Camera poses represent transforms from the camera frame to the world frame.
Format Comparison
EVIMO2v1 vs EVIMO2v2
Many important improvements to the data generation pipeline that transforms raw recordings to released data were made in order to release EVIMO2v2. These changes include:
All camera’s data’s timestamps are synchronized to a common source (Vicon)
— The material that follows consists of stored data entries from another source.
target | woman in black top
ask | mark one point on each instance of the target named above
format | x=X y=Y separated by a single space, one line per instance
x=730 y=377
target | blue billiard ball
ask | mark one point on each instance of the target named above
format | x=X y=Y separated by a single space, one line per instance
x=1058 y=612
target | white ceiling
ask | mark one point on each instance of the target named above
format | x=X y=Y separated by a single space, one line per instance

Event camera ground truths are synchronized and jitter is eliminated up to numercial precision
Classical camera’s ground truth jitter is eliminated up to numerical precision
Classical camera’s image data is kept when there is no ground truth due to Vicon occlusion
A redesigned NPZ format greatly reduces loading time without requiring excessive disk usage
Events are not filtered when copied out of the
raw
recordingsSeveral sequences with no usable data were deleted
Sequences were split into several sub-sequences satisfying:
Gaps in ground truth depth/mask have a duration of at most 1 second
All sub-sequences are at least 0.4 seconds long
EVIMO2v2 TXT vs EVIMO2v2 NPZ
Decompressed, the EVIMO2v2 NPZ format requires 525 GB of space of which 271 GB is for the RGB camera and 255 GB is for the three DVS cameras.
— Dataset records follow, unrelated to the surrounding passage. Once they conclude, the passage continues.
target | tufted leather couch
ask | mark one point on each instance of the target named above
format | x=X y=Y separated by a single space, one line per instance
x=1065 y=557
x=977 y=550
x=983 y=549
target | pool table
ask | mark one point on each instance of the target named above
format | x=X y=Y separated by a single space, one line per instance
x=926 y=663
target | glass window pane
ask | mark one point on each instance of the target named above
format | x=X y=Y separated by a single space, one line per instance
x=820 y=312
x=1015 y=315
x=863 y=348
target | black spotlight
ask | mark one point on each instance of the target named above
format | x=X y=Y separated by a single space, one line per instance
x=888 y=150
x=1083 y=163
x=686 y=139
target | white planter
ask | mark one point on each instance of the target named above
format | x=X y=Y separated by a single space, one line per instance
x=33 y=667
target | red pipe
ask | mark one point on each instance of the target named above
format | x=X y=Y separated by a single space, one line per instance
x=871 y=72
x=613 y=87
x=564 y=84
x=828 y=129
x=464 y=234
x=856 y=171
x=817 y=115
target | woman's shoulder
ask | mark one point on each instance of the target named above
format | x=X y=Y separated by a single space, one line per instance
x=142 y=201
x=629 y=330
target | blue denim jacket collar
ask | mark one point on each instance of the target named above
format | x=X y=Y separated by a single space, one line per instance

Decompressed, the TXT format requires 842 GB of space of which 212 GB is for the RGB camera and 631 GB is for the three DVS cameras.
The EVIMO2v2 NPZ format supports memory mapping the event arrays from disk.
The TXT format requires parsing the events.txt
file, which can tens of seconds per sequence.
The TXT format decompresses to about 471,000 files. The npz format decompresses to 4,700 files.
EVIMO, EVIMO2v1 NPZ vs EVIMO2v2 NPZ
EVIMO and EVIMO2v1 compressed the entire dataset into a single .npz
file. Inside this .npz
there are archives for the depth, masks, events, and conventional images. To access any of this data the entire depth, mask, events, or conventional archives must be decompressed into RAM (by numpy) or onto disk (manually by the user). This can take several minutes for each sequence and requires the user to either have upwards of 64GB of RAM (to hold a decompressed sequence) or multiple TB of disk space (to store all sequences decompressed at once).
EVIMO2v2 introduces a new NPZ format with two major changes. These changes eliminate long sequence load times and while preventing excessive disk usage. First, depth, masks, and conventional images are compressed frame by frame so that only the frame being currently used needs to be decompressed and stored in RAM. Second, events are stored uncompressed with the minimum width data type. Because the events are stored in a decompressed format, the arrays can be memory mapped so that only the portions of the events currently in use need to be stored in RAM.